GHF announced on Saturday that its Tel al-Sultan center in western Rafah would open at 10 am, followed two hours later by the Saudi neighborhood center. But by Sunday morning — just half an hour after the first center was supposed to open, and hours before the second — GHF declared both sites closed, citing the “completion of aid distribution.”
Ramy Badawy first went to the Tel al-Sultan distribution site, only to find it closed. He then headed to the center in Saudi, where American personnel stationed inside also informed him and other aid seekers that the day’s aid distribution had already ended. Badawy said thousands of residents had gathered outside but were denied any aid. He described the situation as a deliberate Israeli tactic to lure civilians into a deadly “aid trap.”
Israeli forces resumed their attacks on aid seekers outside other GHF centers across central and south Gaza throughout Monday.
At least 20 people were killed and 200 others wounded near a GHF distribution site in Rafah, medics told Reuters. “We went there thinking we would get aid to feed our children, but it turned out to be a trap, a killing. I advise everyone: don’t go there," Ahmed Fayad, who tried to reach the site, told Reuters.

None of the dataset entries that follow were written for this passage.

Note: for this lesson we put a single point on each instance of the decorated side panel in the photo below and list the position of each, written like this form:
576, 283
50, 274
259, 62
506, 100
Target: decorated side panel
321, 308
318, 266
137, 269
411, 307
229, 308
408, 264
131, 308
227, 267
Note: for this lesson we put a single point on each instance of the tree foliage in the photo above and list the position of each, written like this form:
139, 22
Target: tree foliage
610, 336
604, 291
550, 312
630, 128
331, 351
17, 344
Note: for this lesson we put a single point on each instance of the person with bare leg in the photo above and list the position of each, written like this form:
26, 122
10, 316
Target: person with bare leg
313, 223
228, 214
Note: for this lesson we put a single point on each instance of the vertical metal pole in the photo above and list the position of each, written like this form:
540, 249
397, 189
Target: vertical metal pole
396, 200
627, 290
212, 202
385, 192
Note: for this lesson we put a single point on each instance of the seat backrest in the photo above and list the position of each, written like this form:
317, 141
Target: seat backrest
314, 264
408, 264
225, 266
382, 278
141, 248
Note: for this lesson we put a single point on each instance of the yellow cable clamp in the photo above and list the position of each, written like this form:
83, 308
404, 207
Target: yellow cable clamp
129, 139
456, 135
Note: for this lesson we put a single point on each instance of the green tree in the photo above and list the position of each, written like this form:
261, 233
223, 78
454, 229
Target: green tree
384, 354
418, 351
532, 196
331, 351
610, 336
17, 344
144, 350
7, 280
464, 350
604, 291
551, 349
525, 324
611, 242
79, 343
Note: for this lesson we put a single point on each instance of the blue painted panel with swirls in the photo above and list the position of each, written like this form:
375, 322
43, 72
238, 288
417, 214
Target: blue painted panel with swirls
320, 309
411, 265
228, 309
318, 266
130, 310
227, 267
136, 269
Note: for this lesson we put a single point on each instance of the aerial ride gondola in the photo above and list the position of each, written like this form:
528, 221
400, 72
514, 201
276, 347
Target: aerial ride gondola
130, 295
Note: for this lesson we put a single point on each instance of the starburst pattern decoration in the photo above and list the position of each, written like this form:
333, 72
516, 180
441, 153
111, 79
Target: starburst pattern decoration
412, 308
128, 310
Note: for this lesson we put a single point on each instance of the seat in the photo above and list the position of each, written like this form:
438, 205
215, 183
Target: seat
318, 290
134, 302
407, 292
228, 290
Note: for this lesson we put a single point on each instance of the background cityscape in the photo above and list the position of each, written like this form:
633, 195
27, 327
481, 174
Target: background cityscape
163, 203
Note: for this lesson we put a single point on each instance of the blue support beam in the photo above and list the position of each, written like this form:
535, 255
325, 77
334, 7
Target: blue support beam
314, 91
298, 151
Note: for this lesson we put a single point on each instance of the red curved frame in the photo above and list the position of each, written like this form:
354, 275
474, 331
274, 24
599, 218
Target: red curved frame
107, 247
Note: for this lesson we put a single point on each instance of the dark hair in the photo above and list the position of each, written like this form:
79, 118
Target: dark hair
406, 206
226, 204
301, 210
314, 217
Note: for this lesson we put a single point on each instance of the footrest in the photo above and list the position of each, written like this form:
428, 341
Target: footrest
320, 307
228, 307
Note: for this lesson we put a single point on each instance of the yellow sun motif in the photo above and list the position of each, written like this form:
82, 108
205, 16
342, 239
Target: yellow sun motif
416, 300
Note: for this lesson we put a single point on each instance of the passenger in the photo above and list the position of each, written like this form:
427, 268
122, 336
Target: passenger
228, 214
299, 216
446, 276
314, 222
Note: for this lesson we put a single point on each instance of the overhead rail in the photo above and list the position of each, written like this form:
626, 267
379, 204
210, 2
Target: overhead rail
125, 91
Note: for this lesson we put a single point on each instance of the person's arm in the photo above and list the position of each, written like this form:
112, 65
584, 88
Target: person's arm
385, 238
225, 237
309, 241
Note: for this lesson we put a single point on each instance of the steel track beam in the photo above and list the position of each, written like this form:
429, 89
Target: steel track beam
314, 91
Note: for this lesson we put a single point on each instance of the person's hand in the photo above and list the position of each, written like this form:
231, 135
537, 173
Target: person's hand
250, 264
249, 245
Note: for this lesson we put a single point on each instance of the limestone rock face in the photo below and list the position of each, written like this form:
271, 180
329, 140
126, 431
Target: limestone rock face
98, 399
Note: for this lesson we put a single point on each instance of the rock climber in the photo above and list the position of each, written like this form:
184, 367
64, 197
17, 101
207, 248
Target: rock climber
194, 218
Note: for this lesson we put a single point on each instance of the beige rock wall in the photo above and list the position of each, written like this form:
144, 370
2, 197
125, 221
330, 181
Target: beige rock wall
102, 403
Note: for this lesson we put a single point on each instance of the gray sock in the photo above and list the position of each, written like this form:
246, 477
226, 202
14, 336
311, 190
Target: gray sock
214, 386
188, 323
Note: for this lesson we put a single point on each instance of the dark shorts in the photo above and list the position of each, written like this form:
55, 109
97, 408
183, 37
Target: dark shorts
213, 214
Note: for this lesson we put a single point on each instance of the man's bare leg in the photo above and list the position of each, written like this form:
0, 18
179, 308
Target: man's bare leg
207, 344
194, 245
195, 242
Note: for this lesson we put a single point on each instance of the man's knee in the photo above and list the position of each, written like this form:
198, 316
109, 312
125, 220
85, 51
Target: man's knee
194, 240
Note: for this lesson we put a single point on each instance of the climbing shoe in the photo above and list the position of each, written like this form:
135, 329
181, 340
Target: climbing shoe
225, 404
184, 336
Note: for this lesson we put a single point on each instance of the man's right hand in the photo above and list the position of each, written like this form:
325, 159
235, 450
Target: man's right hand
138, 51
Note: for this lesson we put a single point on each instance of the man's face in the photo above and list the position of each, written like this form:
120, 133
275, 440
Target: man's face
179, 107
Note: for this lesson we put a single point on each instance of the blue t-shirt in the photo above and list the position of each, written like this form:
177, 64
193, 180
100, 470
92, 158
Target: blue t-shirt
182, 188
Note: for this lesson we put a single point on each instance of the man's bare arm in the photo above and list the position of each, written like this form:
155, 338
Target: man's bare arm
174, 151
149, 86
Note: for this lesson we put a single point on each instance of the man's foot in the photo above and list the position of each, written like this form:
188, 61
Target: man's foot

The day before, three people were killed near the distribution point in the Netsarim corridor, while two more were killed near the Rafah center, according to the Palestinian News and Information Agency (Wafa).
Gaza’s Health Ministry said on Saturday that the number of Palestinians killed or injured by Israeli fire while waiting for aid had risen to 274 dead and more than 2,536 wounded.